After Months of Gridlock, the Berkshire Museum and Attorney General Finally Reach an Agreement on Art Sale
As part of the deal, Norman Rockwell's Shuffleton's Barbershop will remain on public view.
After months of protest, outrage, and legal wrangling over a planned sale of 40 important artworks from its collection, the Berkshire Museum has finally reached an agreement with the Massachusetts attorney general.
The agreement specifies that the museum can sell all 40 works—but with one major caveat. Once the proceeds from the sale reach $55 million, it cannot sell any more art.
The most notable part of the deal: Norman Rockwell’s celebrated Shuffleton’s Barbershop—perhaps the best-known work the Berkshire sought to sell—will remain on public view. An as-yet-unidentified nonprofit American museum has agreed to purchase the painting.

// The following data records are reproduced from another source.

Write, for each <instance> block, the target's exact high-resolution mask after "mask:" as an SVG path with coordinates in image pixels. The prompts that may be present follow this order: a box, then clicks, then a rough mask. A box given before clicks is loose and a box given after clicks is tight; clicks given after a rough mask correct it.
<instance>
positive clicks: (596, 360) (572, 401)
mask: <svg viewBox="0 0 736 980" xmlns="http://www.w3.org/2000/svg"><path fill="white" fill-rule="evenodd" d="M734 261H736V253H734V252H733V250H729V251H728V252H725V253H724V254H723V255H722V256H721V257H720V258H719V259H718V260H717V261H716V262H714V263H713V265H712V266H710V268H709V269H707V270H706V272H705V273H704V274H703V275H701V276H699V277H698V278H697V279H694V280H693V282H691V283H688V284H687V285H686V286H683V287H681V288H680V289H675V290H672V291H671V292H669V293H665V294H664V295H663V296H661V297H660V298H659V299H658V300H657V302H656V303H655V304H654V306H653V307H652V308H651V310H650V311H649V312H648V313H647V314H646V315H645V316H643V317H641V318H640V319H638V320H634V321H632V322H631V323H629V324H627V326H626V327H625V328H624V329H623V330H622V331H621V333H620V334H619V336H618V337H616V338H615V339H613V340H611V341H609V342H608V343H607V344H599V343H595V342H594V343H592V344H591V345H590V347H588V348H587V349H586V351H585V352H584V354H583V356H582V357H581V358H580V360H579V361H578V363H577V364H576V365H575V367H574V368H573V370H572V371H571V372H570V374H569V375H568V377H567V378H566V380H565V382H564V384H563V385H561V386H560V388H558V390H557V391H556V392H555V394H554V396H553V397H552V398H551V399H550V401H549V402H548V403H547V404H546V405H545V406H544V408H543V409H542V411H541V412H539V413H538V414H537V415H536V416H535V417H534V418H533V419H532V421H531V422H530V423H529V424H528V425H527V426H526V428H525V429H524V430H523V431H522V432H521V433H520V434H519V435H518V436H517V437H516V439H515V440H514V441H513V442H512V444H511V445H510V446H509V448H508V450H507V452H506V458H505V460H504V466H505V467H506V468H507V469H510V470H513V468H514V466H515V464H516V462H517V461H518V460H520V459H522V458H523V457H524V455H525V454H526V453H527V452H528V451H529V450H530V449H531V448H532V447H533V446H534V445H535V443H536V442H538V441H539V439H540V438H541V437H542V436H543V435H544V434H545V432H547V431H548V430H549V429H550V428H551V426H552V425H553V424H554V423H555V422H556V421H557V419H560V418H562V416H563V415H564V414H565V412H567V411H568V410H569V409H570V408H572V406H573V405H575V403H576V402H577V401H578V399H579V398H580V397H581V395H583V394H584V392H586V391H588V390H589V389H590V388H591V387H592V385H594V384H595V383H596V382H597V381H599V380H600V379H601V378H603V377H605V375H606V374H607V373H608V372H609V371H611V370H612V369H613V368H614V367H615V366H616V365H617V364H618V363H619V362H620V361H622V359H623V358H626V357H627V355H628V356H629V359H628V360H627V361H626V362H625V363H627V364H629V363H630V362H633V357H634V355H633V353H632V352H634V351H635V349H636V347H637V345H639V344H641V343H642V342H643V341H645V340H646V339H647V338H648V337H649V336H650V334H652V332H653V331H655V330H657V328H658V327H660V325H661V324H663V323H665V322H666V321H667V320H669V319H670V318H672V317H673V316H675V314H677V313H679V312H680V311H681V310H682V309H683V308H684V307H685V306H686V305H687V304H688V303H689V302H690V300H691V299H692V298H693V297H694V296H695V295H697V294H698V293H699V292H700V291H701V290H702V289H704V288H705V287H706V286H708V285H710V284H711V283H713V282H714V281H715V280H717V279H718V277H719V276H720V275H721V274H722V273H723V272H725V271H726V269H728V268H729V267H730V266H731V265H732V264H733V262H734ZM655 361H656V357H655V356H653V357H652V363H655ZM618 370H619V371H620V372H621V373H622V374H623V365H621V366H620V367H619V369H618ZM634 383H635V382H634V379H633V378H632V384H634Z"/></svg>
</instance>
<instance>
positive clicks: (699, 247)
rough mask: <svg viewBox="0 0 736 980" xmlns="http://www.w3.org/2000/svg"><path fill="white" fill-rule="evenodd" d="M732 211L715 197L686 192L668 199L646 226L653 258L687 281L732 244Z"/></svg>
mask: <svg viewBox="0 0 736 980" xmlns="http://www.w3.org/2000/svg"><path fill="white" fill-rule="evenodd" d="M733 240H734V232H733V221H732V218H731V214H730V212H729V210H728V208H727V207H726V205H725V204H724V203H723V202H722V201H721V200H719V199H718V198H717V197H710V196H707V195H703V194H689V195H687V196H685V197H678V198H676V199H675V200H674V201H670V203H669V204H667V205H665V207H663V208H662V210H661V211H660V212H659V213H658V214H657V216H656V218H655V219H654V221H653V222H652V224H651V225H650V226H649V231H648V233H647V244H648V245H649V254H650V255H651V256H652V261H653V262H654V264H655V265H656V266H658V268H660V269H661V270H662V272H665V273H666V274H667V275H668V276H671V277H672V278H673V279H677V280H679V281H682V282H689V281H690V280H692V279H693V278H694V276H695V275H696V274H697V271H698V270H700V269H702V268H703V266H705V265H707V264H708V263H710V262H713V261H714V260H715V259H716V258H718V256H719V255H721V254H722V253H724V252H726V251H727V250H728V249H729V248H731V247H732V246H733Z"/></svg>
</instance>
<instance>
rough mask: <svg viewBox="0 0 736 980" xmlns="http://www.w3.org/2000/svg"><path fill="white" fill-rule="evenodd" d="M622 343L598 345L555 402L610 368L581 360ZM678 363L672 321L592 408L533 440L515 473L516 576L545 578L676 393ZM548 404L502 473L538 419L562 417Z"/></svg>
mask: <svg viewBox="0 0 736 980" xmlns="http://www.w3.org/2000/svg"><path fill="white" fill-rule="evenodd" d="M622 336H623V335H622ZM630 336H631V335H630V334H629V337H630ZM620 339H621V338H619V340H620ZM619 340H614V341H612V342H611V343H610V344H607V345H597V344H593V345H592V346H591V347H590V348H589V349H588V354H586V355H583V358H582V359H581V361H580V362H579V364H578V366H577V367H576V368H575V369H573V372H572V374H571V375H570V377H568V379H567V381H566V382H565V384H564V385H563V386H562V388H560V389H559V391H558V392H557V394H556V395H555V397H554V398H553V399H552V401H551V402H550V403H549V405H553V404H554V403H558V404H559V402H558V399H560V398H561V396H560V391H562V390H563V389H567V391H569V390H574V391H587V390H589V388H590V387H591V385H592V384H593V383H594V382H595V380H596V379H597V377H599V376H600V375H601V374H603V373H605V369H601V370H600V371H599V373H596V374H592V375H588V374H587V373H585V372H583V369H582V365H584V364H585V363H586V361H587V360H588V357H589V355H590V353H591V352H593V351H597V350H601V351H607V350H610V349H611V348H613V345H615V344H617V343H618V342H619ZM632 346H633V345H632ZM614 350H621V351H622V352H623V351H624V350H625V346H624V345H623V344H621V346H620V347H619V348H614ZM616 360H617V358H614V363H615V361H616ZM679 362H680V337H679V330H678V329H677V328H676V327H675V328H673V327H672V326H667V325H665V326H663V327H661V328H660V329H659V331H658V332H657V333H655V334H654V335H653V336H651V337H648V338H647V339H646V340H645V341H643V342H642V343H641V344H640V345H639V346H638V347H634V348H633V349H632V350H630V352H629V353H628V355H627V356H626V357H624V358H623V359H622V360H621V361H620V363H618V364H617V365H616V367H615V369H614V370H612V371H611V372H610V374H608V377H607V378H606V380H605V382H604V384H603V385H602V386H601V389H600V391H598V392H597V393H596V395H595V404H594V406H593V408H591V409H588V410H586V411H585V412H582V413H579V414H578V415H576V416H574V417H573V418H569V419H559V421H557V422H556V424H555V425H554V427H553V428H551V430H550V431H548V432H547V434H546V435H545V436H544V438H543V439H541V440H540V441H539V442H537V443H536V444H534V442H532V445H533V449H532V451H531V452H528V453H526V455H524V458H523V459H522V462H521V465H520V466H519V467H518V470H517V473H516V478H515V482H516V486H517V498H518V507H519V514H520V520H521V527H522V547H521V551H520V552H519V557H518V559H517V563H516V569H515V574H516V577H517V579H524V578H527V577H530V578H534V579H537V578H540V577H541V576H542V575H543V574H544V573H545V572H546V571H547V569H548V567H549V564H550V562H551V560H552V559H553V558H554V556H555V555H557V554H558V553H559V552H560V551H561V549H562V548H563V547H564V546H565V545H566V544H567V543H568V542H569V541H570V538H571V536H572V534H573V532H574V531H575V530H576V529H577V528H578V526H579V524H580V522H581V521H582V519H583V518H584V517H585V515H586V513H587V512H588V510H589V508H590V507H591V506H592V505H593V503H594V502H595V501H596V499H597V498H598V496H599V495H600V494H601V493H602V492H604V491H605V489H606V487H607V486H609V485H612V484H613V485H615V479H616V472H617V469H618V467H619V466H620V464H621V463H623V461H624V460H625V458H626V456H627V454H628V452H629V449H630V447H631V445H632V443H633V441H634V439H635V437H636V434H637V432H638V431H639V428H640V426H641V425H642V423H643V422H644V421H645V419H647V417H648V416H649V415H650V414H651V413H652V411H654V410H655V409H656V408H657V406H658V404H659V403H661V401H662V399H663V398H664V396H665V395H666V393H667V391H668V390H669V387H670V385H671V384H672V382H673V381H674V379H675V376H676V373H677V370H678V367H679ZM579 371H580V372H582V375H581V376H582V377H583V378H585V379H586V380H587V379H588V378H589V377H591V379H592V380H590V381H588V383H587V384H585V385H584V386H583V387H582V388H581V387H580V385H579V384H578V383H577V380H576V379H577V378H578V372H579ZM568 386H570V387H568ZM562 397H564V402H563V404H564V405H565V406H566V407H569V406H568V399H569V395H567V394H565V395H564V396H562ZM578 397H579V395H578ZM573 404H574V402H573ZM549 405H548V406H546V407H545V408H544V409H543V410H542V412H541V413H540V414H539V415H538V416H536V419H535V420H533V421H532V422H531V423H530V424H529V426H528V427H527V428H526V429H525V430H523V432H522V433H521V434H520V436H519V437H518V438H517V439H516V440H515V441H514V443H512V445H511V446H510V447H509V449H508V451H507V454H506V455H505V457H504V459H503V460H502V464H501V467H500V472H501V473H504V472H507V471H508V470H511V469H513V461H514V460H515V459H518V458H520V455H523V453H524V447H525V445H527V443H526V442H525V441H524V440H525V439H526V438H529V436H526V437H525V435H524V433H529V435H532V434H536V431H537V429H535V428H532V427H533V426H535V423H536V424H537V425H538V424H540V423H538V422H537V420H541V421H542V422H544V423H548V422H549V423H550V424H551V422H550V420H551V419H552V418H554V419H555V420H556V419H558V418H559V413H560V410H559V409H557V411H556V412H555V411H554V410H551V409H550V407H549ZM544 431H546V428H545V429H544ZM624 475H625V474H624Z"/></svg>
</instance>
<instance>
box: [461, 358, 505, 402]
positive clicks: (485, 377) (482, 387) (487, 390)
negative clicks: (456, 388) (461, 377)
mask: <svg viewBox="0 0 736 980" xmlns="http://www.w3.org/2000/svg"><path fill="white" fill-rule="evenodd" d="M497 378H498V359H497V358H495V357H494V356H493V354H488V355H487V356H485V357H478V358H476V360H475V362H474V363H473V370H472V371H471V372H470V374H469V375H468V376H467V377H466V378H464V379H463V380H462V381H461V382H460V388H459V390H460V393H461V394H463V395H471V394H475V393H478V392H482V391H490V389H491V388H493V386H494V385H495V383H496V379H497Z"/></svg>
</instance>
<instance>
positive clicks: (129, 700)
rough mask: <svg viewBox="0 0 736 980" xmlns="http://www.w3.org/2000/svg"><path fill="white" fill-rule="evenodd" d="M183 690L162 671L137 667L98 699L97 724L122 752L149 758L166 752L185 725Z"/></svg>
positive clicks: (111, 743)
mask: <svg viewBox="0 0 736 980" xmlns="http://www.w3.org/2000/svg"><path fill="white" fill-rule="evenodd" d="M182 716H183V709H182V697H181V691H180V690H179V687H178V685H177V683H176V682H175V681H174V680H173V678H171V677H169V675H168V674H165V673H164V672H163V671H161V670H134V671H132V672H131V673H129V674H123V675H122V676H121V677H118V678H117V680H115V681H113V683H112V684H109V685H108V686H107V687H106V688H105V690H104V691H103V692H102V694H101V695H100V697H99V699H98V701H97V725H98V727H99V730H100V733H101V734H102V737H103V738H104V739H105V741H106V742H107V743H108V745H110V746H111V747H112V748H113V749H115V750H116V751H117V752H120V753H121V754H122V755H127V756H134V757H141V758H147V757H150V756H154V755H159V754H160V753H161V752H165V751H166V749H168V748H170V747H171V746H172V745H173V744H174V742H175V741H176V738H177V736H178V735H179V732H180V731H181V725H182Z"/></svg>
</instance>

The finer points of the acquisition still need to be finalized and the entire agreement is subject to approval by the state supreme court. But if all goes according to plan, the work would be loaned to the Norman Rockwell Museum—located not far from the Berkshire—for up to two years. The new owner will also explore subsequently loaning the work to other Massachusetts museums before it leaves the state for its new home.
The price of the Rockwell, determined in a private sale brokered by Sotheby’s, was not disclosed. But the auction house had placed an estimate of $20–30 million on the work before a bevy of lawsuits put the brakes on the planned public auction.
Although it remains a mystery which museum that agreed to buy the Rockwell, speculation immediately turned to the Crystal Bridges Museum of American Art, the deep-pocketed Arkansas institution founded by Walmart heiress Alice Walton. (It wouldn’t be the first time Crystal Bridges has stepped in to buy a trove of work from a struggling museum amid a firestorm of controversy. In 2012, it purchased a major group of American artworks donated by the artist Georgia O’Keeffe from Fisk University in Nashville.) Crystal Bridges did not immediately respond to a request for comment.
Meanwhile, others have suggested that the work might be headed to the forthcoming Lucas Museum of Narrative Art in Los Angeles, founded by Star Wars creator George Lucas. The fact that the museum is not due to open until 2021 might explain the lengthy loan to local institutions. A representative for the Berkshire Museum declined to name the buyer, as did others involved with the sale and litigation.
The broader deal also dictates how the museum can use the proceeds from the sale of the 40 works. It can spend the first $50 million however it wants; the next $5 million must be used to benefit the collection, acquisitions, or the museum’s divisive New Vision plan, which aims to retool the museum as a destination for science and natural history.
The Berkshire has agreed to sell the works in three batches. If it hits $55 million before it sells all 40 works, the leftover objects will remain in the collection. Some works may be sold privately and some preference will be given to buyers who can commit to keeping the art on public view.
“The compromise made to reach the agreement is a testament to the museum’s trustees and the office of the Attorney General,” said Pittsfield’s mayor, Linda Tyer, in a statement. “The museum and the Attorney General are moving forward together. Let this decision inspire all of us to rally behind the future success of our museum.”
Not everyone was pleased by the outcome, however. In a joint statement, the American Alliance of Museums and the Association of Art Museum Directors said: “While the negotiated agreement with the Berkshire Museum may satisfy legal standards, it falls far short of ethical standards and best practices for museums. This is indeed a sad day for the arts community in the Berkshires and the museum community across the country.” The organizations described the sale of the works as “a violation of the public trust” that might discourage donors from giving art to museums in the future.